So, I wrote a letter to Commentary Magazine:
When I began reading Peter Loatin’s review of Rebecca Goldstein’s new novel 36 Arguments for the Existence of God, I realized I had to start a list. A list of new words I’d never heard or read before and words I’d seen before but never bothered to define. This is a task I’ve been postponing for quite some time, probably since I learned to read some 59 years ago. I’ve always sort of trusted that unusual words would eventually work themselves into my conscious vocabulary over the years if it seemed important.
The words are apodictic, tropism, fustian, adumbrate and asymtotic. Well, I don’t strictly need to educate myself on adumbrate, it’s self-explanatory in context, and I still have no intention of ever using it in a sentence. As for tropism, I long ago decided it can stay in the undefined file forever. So can the others, come to think of it. So much for the list.

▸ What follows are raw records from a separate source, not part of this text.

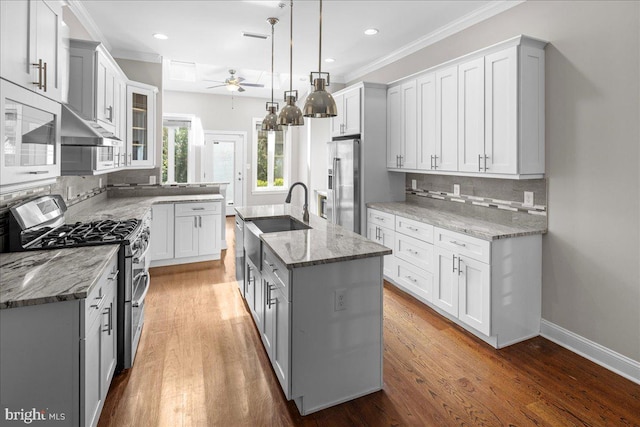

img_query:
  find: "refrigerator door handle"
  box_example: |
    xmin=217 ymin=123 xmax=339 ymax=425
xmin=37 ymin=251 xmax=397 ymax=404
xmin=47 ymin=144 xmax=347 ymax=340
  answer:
xmin=333 ymin=157 xmax=342 ymax=224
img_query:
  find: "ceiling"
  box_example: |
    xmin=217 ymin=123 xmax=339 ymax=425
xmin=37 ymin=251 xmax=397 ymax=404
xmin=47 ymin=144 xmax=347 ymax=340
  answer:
xmin=69 ymin=0 xmax=522 ymax=99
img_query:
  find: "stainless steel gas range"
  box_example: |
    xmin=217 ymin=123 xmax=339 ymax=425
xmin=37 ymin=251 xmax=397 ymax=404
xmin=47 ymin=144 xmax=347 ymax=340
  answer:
xmin=9 ymin=195 xmax=151 ymax=371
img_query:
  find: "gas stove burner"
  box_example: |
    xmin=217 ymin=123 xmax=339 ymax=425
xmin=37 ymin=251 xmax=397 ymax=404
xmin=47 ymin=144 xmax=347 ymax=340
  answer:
xmin=22 ymin=219 xmax=139 ymax=249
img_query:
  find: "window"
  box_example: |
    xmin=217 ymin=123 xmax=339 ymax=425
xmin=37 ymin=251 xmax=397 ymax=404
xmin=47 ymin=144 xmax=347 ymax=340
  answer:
xmin=252 ymin=119 xmax=291 ymax=192
xmin=162 ymin=117 xmax=193 ymax=184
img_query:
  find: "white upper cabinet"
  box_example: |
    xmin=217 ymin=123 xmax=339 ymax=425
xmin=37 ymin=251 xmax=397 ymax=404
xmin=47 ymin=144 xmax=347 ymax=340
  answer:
xmin=458 ymin=58 xmax=487 ymax=172
xmin=416 ymin=73 xmax=440 ymax=170
xmin=331 ymin=87 xmax=361 ymax=136
xmin=387 ymin=80 xmax=418 ymax=169
xmin=387 ymin=36 xmax=546 ymax=179
xmin=0 ymin=0 xmax=63 ymax=101
xmin=434 ymin=66 xmax=458 ymax=171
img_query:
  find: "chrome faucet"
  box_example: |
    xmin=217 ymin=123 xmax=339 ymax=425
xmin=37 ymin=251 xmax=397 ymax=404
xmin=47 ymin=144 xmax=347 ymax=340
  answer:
xmin=284 ymin=182 xmax=309 ymax=223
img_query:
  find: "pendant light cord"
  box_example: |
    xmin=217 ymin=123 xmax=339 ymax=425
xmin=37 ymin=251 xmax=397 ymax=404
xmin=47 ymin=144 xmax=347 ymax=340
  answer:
xmin=285 ymin=0 xmax=293 ymax=93
xmin=318 ymin=0 xmax=322 ymax=77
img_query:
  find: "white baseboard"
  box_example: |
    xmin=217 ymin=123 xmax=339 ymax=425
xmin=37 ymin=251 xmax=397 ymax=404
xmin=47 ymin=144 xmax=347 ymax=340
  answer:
xmin=540 ymin=319 xmax=640 ymax=384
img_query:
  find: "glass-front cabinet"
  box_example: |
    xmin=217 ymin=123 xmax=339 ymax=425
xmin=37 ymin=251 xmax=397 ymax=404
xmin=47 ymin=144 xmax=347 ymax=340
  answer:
xmin=126 ymin=84 xmax=158 ymax=168
xmin=0 ymin=80 xmax=61 ymax=193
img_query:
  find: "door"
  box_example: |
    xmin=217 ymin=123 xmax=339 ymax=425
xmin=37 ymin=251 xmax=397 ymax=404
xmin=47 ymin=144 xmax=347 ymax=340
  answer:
xmin=485 ymin=46 xmax=518 ymax=174
xmin=387 ymin=86 xmax=402 ymax=169
xmin=342 ymin=88 xmax=360 ymax=135
xmin=332 ymin=139 xmax=360 ymax=233
xmin=458 ymin=257 xmax=491 ymax=335
xmin=436 ymin=66 xmax=458 ymax=171
xmin=198 ymin=215 xmax=221 ymax=255
xmin=400 ymin=80 xmax=418 ymax=169
xmin=433 ymin=246 xmax=458 ymax=317
xmin=205 ymin=131 xmax=245 ymax=215
xmin=175 ymin=216 xmax=199 ymax=258
xmin=417 ymin=73 xmax=439 ymax=170
xmin=458 ymin=58 xmax=486 ymax=172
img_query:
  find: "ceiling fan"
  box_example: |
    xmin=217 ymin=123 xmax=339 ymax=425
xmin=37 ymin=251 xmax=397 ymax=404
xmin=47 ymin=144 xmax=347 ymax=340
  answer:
xmin=207 ymin=69 xmax=264 ymax=92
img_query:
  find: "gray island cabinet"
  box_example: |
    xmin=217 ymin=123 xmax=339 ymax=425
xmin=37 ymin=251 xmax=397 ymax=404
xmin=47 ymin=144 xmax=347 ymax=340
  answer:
xmin=0 ymin=245 xmax=119 ymax=427
xmin=236 ymin=205 xmax=391 ymax=415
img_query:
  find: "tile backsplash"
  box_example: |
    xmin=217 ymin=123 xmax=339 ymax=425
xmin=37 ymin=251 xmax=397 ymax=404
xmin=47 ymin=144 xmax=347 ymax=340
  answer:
xmin=406 ymin=173 xmax=548 ymax=228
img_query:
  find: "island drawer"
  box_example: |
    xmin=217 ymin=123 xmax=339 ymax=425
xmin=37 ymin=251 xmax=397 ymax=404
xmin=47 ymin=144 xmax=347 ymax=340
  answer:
xmin=396 ymin=216 xmax=433 ymax=243
xmin=393 ymin=233 xmax=433 ymax=272
xmin=262 ymin=249 xmax=289 ymax=295
xmin=434 ymin=227 xmax=491 ymax=264
xmin=175 ymin=202 xmax=221 ymax=216
xmin=367 ymin=209 xmax=395 ymax=230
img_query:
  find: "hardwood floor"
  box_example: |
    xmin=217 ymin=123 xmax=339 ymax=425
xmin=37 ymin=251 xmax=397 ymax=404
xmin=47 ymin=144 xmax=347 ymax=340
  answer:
xmin=99 ymin=218 xmax=640 ymax=427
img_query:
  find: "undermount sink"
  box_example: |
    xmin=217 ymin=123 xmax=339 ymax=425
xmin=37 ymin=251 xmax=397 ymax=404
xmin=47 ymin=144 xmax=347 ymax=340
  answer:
xmin=251 ymin=217 xmax=311 ymax=233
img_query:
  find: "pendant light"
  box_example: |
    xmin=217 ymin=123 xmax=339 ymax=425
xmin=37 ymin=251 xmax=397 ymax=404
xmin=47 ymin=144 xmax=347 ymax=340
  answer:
xmin=278 ymin=0 xmax=304 ymax=126
xmin=303 ymin=0 xmax=338 ymax=118
xmin=262 ymin=18 xmax=281 ymax=131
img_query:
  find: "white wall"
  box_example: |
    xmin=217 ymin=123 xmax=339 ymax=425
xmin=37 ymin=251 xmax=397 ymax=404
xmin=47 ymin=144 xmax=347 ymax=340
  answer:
xmin=358 ymin=0 xmax=640 ymax=361
xmin=164 ymin=91 xmax=299 ymax=206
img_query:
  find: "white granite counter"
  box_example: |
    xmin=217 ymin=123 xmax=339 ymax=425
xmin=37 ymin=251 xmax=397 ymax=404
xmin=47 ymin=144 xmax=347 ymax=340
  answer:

But I have to ask Mr. Loatin and Mr. Loatin’s editor if those words were really necessary to the review or whether it’s possible they may interfere with its purpose. Why, by the way, is fustian associated with academia? Guess I’ll have to look that one up.
I still want to read the book, though, which is where I was when I started to read the review. I am not so easily discouraged.
Yours truly,
Do you think they'll publish it? Do they notify you when they publish a letter? Who cares? Well, I'd like it if they published it. Maybe they'll ask me to do the next book review. Oh, stop it.